Programming Should Be About Transforming Data

If you come from an object-oriented world, then you are used to thinking in terms of classes and their instances. A class defines behavior, and objects hold state. Developers spend time coming up with intricate hierarchies of classes that try to model their problem, much as Victorian scientists created taxonomies of butterflies.

When we code with objects, we’re thinking about state. Much of our time is spent calling methods in objects and passing them other objects. Based on these calls, objects update their own state, and possibly the state of other objects. In this world, the class is king—it defines what each instance can do, and it implicitly controls the state of the data its instances hold. Our goal is data-hiding.

But that’s not the real world. In the real world, we don’t want to model abstract hierarchies (because in reality there aren’t that many true hierarchies). We want to get things done, not maintain state.

Right now, for instance, I’m taking empty computer files and transforming them into files containing text. Soon I’ll transform those files into a format you can read. A web server somewhere will transform your request to download the book into an HTTP response containing the content.

I don’t want to hide data. I want to transform it.

Combine Transformations with Pipelines

Unix users are accustomed to the philosophy of small, focused command-line tools that can be combined in arbitrary ways.
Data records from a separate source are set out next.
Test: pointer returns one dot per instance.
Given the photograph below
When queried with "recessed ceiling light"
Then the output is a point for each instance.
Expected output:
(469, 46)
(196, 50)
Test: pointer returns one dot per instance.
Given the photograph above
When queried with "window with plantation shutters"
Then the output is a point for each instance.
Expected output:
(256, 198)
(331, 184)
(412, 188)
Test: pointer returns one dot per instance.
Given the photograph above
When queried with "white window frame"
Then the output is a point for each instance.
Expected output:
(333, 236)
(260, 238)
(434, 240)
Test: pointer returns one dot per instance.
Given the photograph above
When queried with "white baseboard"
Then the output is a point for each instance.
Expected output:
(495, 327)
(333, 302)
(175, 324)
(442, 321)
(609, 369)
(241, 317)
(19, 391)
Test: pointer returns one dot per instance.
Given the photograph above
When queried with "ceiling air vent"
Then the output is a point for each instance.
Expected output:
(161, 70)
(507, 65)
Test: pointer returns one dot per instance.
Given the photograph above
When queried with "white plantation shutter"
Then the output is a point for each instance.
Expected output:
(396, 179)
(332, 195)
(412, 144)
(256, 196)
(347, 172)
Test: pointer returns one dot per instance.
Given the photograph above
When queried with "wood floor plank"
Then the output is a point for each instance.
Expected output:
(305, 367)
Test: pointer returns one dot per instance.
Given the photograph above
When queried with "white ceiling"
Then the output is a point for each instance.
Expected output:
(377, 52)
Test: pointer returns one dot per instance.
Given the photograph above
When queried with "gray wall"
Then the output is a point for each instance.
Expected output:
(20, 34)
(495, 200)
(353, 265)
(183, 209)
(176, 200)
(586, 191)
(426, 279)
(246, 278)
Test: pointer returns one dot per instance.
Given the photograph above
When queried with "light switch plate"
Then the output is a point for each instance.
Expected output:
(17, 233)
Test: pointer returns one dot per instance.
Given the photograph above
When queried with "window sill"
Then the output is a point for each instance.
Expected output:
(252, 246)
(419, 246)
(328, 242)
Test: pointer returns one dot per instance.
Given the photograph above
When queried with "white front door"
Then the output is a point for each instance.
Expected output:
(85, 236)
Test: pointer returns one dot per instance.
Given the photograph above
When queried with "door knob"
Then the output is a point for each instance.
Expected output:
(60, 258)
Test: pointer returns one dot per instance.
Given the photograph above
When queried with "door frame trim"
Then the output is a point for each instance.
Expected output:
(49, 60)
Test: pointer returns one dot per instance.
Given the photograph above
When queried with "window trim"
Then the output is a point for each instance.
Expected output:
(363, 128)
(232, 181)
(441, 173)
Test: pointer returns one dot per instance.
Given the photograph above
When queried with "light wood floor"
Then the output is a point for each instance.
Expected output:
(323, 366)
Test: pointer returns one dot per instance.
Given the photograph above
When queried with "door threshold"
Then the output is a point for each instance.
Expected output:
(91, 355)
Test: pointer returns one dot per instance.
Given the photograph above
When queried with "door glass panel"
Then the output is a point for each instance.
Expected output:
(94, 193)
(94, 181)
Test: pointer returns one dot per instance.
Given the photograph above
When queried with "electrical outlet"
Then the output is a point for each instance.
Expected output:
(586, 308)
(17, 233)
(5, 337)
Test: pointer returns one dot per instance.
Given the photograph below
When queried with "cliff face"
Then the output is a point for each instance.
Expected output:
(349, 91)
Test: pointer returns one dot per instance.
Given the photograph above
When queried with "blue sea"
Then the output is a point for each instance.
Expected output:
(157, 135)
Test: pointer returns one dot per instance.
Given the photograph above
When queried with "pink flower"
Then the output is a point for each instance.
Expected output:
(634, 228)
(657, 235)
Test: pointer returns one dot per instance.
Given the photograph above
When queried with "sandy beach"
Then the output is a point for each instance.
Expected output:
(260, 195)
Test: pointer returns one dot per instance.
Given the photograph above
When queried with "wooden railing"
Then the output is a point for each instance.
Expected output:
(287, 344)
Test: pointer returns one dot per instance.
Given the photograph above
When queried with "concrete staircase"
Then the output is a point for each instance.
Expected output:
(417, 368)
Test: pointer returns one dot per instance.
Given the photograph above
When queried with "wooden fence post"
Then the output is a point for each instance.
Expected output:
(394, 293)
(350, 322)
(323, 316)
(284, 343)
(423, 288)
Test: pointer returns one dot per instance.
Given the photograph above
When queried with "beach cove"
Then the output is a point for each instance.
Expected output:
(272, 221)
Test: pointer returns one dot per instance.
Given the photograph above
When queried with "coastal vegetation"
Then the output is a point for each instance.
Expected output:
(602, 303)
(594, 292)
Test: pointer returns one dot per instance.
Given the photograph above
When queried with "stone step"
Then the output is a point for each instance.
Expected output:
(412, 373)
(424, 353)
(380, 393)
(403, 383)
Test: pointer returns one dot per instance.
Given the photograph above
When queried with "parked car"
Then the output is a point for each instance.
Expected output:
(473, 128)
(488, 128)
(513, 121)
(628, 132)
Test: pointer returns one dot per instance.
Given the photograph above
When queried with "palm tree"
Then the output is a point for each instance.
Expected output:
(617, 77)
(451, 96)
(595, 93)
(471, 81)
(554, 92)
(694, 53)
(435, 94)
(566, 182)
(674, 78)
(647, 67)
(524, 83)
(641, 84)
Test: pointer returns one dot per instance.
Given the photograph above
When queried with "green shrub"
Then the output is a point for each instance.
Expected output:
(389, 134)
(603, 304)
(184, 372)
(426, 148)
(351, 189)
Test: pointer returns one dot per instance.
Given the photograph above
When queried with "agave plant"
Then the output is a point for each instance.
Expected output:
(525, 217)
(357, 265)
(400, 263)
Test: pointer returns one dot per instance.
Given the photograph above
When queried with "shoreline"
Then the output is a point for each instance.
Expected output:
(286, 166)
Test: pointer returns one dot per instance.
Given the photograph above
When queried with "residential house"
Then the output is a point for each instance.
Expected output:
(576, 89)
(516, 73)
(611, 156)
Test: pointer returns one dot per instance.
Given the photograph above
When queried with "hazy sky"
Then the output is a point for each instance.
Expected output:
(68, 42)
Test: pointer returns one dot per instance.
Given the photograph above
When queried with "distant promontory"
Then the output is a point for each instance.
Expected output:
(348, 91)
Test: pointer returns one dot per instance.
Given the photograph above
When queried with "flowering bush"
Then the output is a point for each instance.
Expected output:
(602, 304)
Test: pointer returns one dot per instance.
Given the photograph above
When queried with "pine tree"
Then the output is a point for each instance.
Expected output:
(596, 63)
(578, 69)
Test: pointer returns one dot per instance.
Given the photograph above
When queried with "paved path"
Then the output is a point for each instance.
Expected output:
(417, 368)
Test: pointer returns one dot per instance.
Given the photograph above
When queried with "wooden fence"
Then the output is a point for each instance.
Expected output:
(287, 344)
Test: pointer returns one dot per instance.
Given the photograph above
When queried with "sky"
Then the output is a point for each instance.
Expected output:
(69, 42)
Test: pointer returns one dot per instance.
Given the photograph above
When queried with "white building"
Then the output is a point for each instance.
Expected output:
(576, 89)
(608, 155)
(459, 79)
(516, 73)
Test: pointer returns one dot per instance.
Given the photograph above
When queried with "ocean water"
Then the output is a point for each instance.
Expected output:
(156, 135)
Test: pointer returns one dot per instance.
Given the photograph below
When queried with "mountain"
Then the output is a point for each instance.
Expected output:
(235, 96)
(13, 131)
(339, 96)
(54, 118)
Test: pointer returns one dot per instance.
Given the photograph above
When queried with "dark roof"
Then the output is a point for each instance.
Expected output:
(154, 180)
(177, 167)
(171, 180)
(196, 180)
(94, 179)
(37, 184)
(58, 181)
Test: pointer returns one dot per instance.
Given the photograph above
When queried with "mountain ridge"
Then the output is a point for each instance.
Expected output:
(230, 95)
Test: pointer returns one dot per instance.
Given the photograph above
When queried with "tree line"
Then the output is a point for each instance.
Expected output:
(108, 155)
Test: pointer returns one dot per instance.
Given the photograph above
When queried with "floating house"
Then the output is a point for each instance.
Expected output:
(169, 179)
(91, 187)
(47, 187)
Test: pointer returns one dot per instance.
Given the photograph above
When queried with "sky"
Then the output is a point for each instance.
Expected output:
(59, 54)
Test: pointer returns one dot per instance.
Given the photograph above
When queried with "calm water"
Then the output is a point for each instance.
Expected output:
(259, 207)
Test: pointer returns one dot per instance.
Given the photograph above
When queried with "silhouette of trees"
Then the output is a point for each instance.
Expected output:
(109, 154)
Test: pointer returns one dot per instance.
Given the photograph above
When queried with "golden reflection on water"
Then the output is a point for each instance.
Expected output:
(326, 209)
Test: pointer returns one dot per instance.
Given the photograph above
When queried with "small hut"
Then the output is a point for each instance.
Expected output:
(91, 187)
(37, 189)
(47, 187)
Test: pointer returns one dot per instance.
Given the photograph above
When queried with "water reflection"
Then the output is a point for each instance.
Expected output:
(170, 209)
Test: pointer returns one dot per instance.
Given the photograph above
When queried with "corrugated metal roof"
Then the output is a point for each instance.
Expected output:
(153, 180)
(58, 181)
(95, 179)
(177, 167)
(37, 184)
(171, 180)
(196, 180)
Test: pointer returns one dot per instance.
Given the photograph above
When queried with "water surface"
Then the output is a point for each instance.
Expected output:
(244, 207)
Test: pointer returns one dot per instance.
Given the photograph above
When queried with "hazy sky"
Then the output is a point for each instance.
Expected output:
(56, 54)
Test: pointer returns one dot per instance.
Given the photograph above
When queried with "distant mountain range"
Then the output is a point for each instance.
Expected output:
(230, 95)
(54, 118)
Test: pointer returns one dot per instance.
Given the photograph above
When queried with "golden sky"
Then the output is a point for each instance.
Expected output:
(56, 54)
Each tool takes an input, transforms it, and writes the result in a format the next tool (or a human) can use.

This philosophy is incredibly flexible and leads to fantastic reuse. The Unix utilities can be combined in ways undreamed of by their authors. And each one multiplies the potential of the others.

It’s also highly reliable—each small program does one thing well, which makes it easier to test.

There’s another benefit. A command pipeline can operate in parallel. If I write

 $ ​​grep​​ ​​Elixir​​ ​​*.pml​​ ​​|​​ ​​wc​​ ​​-l

the word-count program, wc, runs at the same time as the grep command. Because wc consumes grep’s output as it is produced, the answer is ready with virtually no delay once grep finishes.

Just to give you a taste of this, here’s an Elixir function called pmap. It takes a collection and a function, and returns the list that results from applying that function to each element of the collection. But…it runs a separate process to do the conversion of each element. Don’t worry about the details for now.

spawn/pmap1.exs
 defmodule​ Parallel ​do
 def​ pmap(collection, func) ​do
  collection
  |> Enum.map(&(Task.async(​fn​ -> func.(&1) ​end​)))
  |> Enum.map(&Task.await/1)
 end
 end

We could run this function to get the squares of the numbers from 1 to 1,000.

 result = Parallel.pmap 1..1000, &(&1 ​*​ &1)

And, yes, I just kicked off 1,000 background processes, and I used all the cores and processors on my machine.

The code may not make much sense, but by about halfway through the book, you’ll be writing this kind of thing for yourself.

Functions Are Data Transformers

Elixir lets us solve the problem in the same way the Unix shell does. Rather than have command-line utilities, we have functions. And we can string them together as we please. The smaller—more focused—those functions, the more flexibility we have when combining them.

If we want, we can make these functions run in parallel—Elixir has a simple but powerful mechanism for passing messages between them. And these are not your father’s boring old processes or threads—we’re talking about the potential to run millions of them on a single machine and have hundreds of these machines interoperating. Bruce Tate commented on this paragraph with this thought: “Most programmers treat threads and processes as a necessary evil; Elixir developers feel they are an important simplification.” As we get deeper into the book, you’ll start to see what he means.

This idea of transformation lies at the heart of functional programming: a function transforms its inputs into its output. The trigonometric function sin is an example—give it π/4, and you’ll get back 0.7071. An HTML templating system is a function; it takes a template containing placeholders and a list of named values, and produces a completed HTML document.

But this power comes at a price. You’re going to have to unlearn a whole lot of what you know about programming. Many of your instincts will be wrong. And this will be frustrating, because you’re going to feel like a total n00b.

Personally, I feel that’s part of the fun. You didn’t learn, say, object-oriented programming overnight. You are unlikely to become a functional programming expert by breakfast, either.

But at some point things will click. You’ll start thinking about problems in a different way, and you’ll find yourself writing code that does amazing things with very little effort on your part. You’ll find yourself writing small chunks of code that can be used over and over, often in unexpected ways (just as wc and grep can be).

Your view of the world may even change a little as you stop thinking in terms of responsibilities and start thinking in terms of getting things done. And just about everyone can agree that will be fun.